UtfNormal Class Reference
[UtfNormal]

Unicode normalization routines for working with UTF-8 strings. More...

List of all members.

Static Public Member Functions

static cleanUp ($string)
 The ultimate convenience function! Clean up invalid UTF-8 sequences, and convert to normal form C, canonical composition.
static toNFC ($string)
 Convert a UTF-8 string to normal form C, canonical composition.
static toNFD ($string)
 Convert a UTF-8 string to normal form D, canonical decomposition.
static toNFKC ($string)
 Convert a UTF-8 string to normal form KC, compatibility composition.
static toNFKD ($string)
 Convert a UTF-8 string to normal form KD, compatibility decomposition.
static quickIsNFC ($string)
 Returns true if the string is _definitely_ in NFC.
static quickIsNFCVerify (&$string)
 Returns true if the string is _definitely_ in NFC.
static NFC ($string)
static NFD ($string)
static NFKC ($string)
static NFKD ($string)
static fastDecompose ($string, $map)
 Perform decomposition of a UTF-8 string into either D or KD form (depending on which decomposition map is passed to us).
static fastCombiningSort ($string)
 Sorts combining characters into canonical order.
static fastCompose ($string)
 Produces canonically composed sequences, i.e.
static placebo ($string)
 This is just used for the benchmark, comparing how long it takes to interate through a string without really doing anything of substance.

Static Private Member Functions

static loadData ()
 Load the basic composition data if necessary.


Detailed Description

Unicode normalization routines for working with UTF-8 strings.

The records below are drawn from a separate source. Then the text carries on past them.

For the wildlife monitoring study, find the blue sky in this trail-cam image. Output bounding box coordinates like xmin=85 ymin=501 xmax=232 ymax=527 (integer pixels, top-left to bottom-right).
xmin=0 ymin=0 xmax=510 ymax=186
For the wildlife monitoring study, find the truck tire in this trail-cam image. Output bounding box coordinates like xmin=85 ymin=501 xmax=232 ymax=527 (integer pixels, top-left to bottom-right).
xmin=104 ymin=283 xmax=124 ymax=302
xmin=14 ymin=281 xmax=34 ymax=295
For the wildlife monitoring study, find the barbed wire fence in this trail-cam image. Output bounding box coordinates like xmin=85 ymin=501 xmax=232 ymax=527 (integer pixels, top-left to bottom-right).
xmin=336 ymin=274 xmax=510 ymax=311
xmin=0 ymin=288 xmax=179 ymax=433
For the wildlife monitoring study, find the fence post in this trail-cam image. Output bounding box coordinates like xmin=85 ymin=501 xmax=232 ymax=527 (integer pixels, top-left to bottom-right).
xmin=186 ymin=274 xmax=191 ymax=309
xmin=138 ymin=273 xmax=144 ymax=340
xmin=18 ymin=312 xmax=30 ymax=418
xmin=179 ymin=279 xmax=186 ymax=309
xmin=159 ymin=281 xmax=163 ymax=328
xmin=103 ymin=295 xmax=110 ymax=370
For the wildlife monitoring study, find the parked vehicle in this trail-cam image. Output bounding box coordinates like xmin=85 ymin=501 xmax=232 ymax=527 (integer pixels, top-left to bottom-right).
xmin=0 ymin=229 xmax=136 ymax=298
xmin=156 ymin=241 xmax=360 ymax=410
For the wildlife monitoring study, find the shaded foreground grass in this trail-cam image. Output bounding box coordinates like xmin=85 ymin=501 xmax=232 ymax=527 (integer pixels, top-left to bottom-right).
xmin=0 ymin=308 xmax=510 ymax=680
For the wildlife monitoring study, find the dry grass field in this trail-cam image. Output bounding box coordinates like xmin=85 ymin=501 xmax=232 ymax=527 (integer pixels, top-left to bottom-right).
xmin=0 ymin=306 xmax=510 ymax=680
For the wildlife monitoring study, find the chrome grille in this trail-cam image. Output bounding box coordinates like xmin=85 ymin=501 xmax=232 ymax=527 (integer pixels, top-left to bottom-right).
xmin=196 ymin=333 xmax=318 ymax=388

Currently assumes that input strings are valid UTF-8!

Not as fast as I'd like, but should be usable for most purposes. UtfNormal::toNFC() will bail early if given ASCII text or text it can quickly deterimine is already normalized.

All functions can be called static.

See description of forms at http://www.unicode.org/reports/tr15/

Definition at line 63 of file UtfNormal.php.


Member Function Documentation

static UtfNormal::cleanUp ( string  )  [static]

static UtfNormal::fastCombiningSort ( string  )  [static]

Sorts combining characters into canonical order.

This is the final step in creating decomposed normal forms D and KD.

Access:
private
Parameters:
$string String: a valid, decomposed UTF-8 string. Input is not validated.
Returns:
string a UTF-8 string with combining characters sorted in canonical order

Definition at line 547 of file UtfNormal.php.

References $i, $n, $out, $utfCombiningClass, and loadData().

Referenced by NFD(), and NFKD().

static UtfNormal::fastCompose ( string  )  [static]

Produces canonically composed sequences, i.e.

normal form C or KC.

Access:
private
Parameters:
$string String: a valid UTF-8 string in sorted normal form D or KD. Input is not validated.
Returns:
string a UTF-8 string with canonical precomposed characters used where possible

Definition at line 600 of file UtfNormal.php.

References $i, $n, $out, $utfCanonicalComp, $utfCombiningClass, and loadData().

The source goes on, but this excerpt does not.